The Ehux genome was composed with sequences from other algal isolates mainly because they are thought to store co2 (in their shells) and therefore the research was funded by the well heeled CAGW lobby organisations (and your tax contributions) and the results have been published in Nature.
It turns out Ehux forms algal blooms that can actually be seen from space – but individually require a microscope to see. Ehux is abundant in what are called oligotrophic oceans (those that have little to sustain life) and it is claimed they exert a large effect on the global carbon cycle – which is best digested with a little cocking of the eye brow (maintaining the theme related to cock and its variables). The same gene set allows Ehux to thrive in low levels of phosphorus and to assimilate and break down nitrogen rich compounds (and here we may have something interesting). It may also be involved in the global sulphur cycle. The big question here is why was it so abundant in Cretaceous seas, so abundant as to form the chalk hills of southern Britain and NE France, and chalk formations in North America. Is chalk accumulation a history of algal blooms – a response to the dumping into the oceans of large amounts of nitrogen rich material (possibly with a cosmic origin)? How long did it really take for the chalk to be laid down – if we ignore the uniformitarian geochronology. However, it is worth pointing out that chalk was not laid down in a single deposit – it is divided into distinct layers (variously the Old, Middle and Upper Chalk deposits, as well as Totternhoe stone (a hard seam of chalk that surfaces on the chalk spur at Totternhoe near Dunstable and was used in church interiors and various medieval buildings, especially in that part of Bedfordshire and neighbouring Hertfordshire). We also have chalk clunch from Cambridgeshire, another hard form that was used as a substitute for stone in a region lacking the latter. Chalk has been used in the manufacture of cement, as lime for agricultural sweetening, as whitewash and numerous other manufactures (and is still being quarried in different parts of the country). Within the chalk are large nodules of flint, or seams of laminated flint (a flat slate like deposit) and flint formation is equally mysterious as the chalk.
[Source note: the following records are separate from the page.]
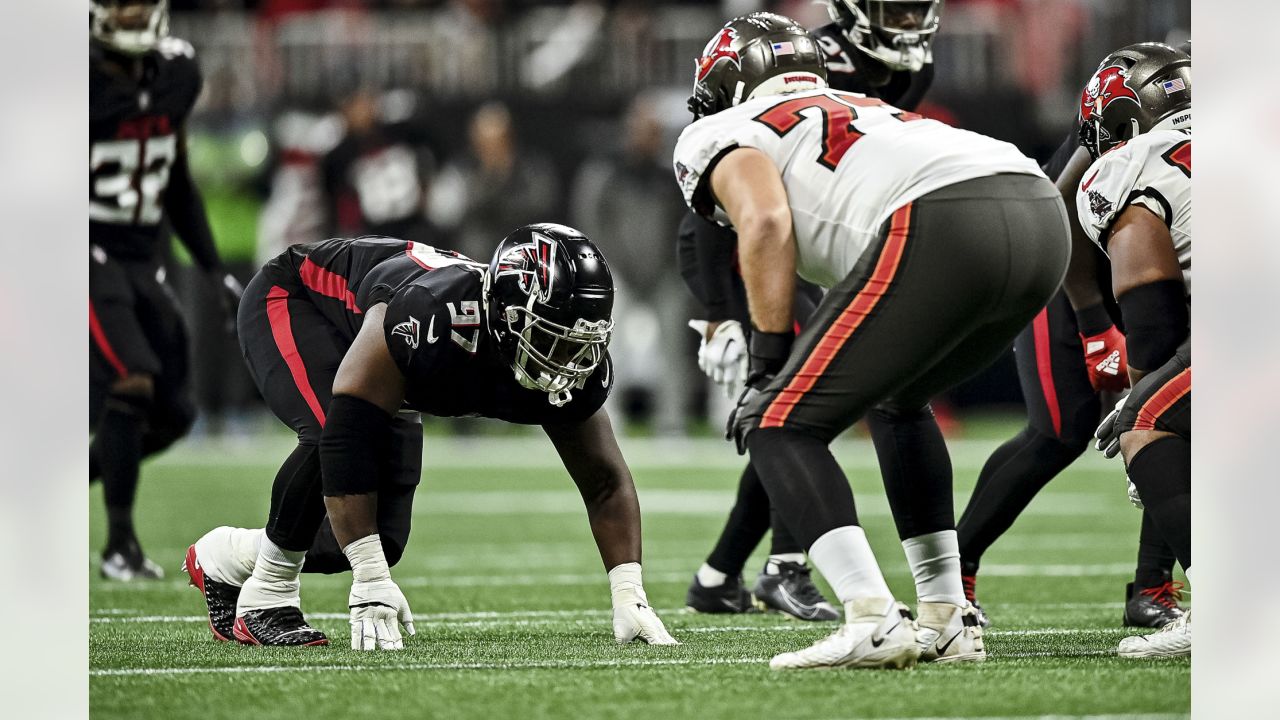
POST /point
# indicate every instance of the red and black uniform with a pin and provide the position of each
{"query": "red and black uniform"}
(298, 318)
(140, 187)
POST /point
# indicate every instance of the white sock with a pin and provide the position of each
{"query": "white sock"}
(709, 577)
(935, 560)
(771, 566)
(846, 560)
(274, 582)
(228, 554)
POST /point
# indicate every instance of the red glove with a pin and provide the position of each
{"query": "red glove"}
(1106, 360)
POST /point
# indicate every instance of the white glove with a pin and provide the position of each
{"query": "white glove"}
(378, 606)
(723, 358)
(632, 618)
(1133, 495)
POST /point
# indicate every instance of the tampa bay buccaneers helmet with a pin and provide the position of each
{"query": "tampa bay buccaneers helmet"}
(896, 32)
(1136, 90)
(754, 55)
(128, 26)
(548, 297)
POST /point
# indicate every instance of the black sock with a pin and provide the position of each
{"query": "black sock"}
(297, 501)
(784, 542)
(1155, 557)
(1162, 473)
(746, 524)
(804, 482)
(1008, 483)
(915, 468)
(118, 446)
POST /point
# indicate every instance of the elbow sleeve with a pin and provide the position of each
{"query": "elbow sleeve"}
(1156, 320)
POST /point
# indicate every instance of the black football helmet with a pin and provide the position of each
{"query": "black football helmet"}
(896, 32)
(1136, 90)
(128, 26)
(754, 55)
(548, 299)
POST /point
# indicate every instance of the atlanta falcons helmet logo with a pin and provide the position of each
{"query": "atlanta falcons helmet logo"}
(1107, 85)
(718, 49)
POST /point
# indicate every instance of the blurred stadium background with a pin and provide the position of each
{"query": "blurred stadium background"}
(451, 122)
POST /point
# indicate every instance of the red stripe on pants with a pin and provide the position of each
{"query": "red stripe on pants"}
(1045, 368)
(282, 329)
(328, 283)
(104, 346)
(1162, 400)
(849, 320)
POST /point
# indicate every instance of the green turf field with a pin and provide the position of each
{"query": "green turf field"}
(512, 605)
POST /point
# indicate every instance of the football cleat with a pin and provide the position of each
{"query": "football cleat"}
(219, 597)
(128, 564)
(970, 593)
(877, 633)
(1171, 641)
(278, 627)
(791, 592)
(730, 597)
(949, 633)
(1152, 607)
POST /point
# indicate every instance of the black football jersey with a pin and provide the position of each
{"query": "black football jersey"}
(133, 142)
(434, 327)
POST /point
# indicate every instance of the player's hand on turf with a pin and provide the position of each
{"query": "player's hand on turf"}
(639, 621)
(378, 609)
(723, 355)
(1106, 360)
(1109, 432)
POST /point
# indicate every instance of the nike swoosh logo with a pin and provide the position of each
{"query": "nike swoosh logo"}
(1088, 182)
(877, 642)
(944, 648)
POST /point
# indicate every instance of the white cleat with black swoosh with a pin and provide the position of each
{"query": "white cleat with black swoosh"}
(877, 633)
(950, 633)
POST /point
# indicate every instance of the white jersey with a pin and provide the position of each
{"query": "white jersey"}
(848, 162)
(1153, 171)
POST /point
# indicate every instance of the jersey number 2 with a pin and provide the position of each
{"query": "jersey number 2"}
(1180, 156)
(839, 115)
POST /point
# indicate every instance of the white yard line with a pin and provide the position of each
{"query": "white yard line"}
(446, 580)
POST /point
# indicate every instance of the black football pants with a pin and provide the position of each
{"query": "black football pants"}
(938, 296)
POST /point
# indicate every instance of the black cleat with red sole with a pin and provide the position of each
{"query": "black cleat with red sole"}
(1152, 607)
(219, 597)
(277, 627)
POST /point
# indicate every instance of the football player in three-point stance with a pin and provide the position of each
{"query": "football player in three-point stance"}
(1063, 408)
(1136, 204)
(937, 246)
(142, 86)
(878, 48)
(350, 340)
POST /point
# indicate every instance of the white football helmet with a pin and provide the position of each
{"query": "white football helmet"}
(895, 32)
(128, 26)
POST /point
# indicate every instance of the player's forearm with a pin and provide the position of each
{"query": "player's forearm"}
(767, 254)
(615, 516)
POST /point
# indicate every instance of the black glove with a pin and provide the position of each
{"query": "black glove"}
(229, 291)
(768, 354)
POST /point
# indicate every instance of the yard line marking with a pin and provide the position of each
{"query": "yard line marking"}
(1023, 570)
(507, 665)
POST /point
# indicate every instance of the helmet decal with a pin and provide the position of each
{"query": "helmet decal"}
(718, 49)
(534, 267)
(1107, 85)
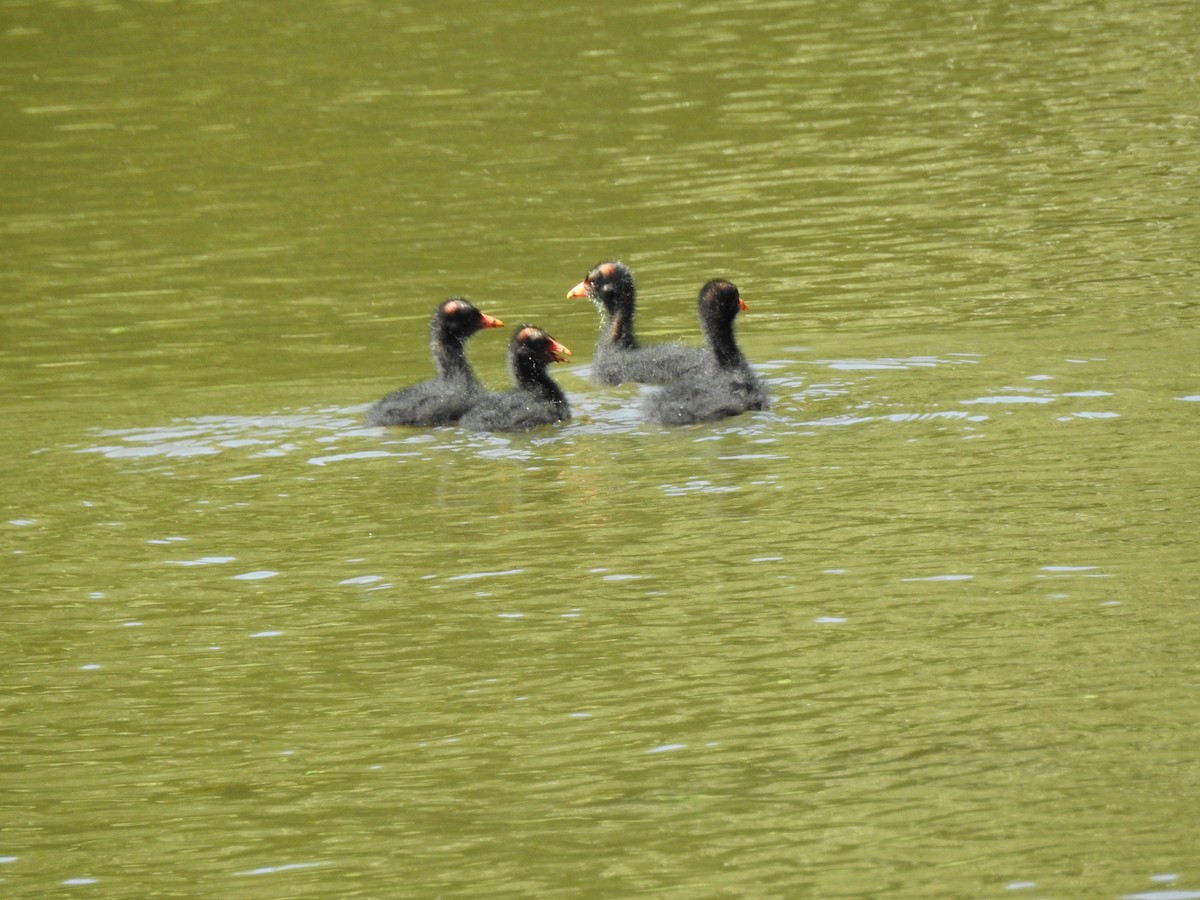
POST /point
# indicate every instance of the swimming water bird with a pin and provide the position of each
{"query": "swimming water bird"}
(535, 400)
(618, 355)
(455, 389)
(726, 385)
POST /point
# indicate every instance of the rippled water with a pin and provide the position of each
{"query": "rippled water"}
(924, 629)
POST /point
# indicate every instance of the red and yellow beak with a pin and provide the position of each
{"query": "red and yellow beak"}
(558, 352)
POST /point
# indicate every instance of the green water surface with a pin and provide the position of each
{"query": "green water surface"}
(928, 628)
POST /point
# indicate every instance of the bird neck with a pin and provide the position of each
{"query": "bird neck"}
(450, 357)
(724, 347)
(531, 375)
(619, 330)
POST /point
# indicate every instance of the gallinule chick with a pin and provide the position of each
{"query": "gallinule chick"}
(455, 389)
(726, 385)
(537, 400)
(619, 357)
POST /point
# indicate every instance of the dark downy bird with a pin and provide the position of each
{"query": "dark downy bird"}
(727, 384)
(537, 400)
(619, 357)
(455, 389)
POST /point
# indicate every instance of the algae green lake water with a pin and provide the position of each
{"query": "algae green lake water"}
(930, 627)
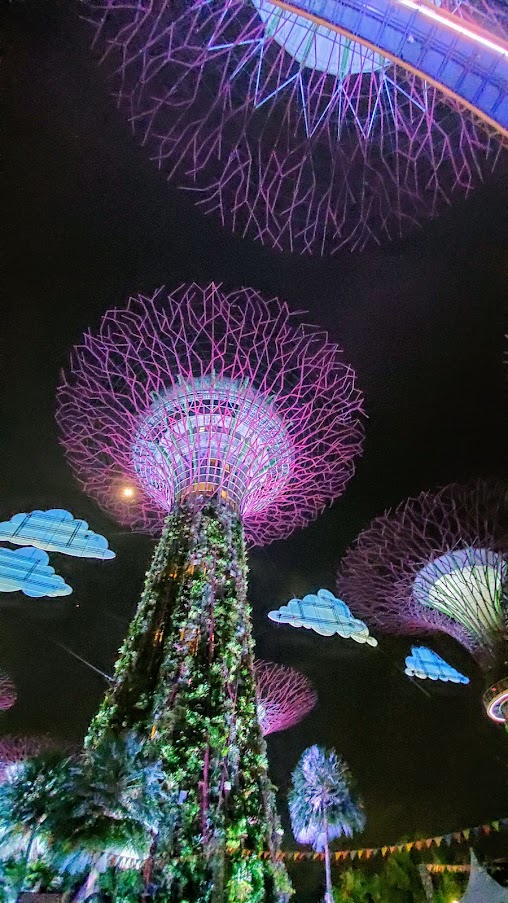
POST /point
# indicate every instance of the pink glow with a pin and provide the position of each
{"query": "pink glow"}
(199, 392)
(378, 575)
(8, 693)
(310, 162)
(285, 696)
(15, 750)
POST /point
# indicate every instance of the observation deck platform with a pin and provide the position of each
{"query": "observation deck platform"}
(465, 62)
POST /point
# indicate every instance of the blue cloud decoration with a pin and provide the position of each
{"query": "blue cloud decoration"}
(28, 570)
(324, 614)
(55, 530)
(424, 663)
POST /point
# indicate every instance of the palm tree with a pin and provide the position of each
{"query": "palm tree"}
(322, 803)
(108, 800)
(27, 798)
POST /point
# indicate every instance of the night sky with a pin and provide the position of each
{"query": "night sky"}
(88, 220)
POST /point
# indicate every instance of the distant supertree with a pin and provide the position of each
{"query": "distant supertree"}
(226, 412)
(288, 131)
(439, 562)
(15, 750)
(285, 696)
(8, 692)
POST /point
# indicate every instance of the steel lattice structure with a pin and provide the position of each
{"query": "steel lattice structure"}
(220, 414)
(285, 696)
(14, 750)
(8, 692)
(197, 392)
(439, 562)
(288, 131)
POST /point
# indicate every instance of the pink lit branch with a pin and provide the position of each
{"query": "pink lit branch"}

At www.geneticarchaeology.com/research/DNA_sequencing_uncovers_secrets_of_w… …which is the same story but the angle is via the University of Exeter which participated in the research. It is said to have a direct link to global climate for over 200 million years (on the basis its shells store co2). This statement of course depends on whether co2 really does play a major role in the climate of the Earth. It seems Ehux have the potential to be used as a food supplement, in biofuels, feedstocks for cattle, and polymer precursors. So, we might end up eating co2 – consuming global warming rather like the fabled munching black holes at the heart of galaxies, busy devouring all that dust and debris swirling around.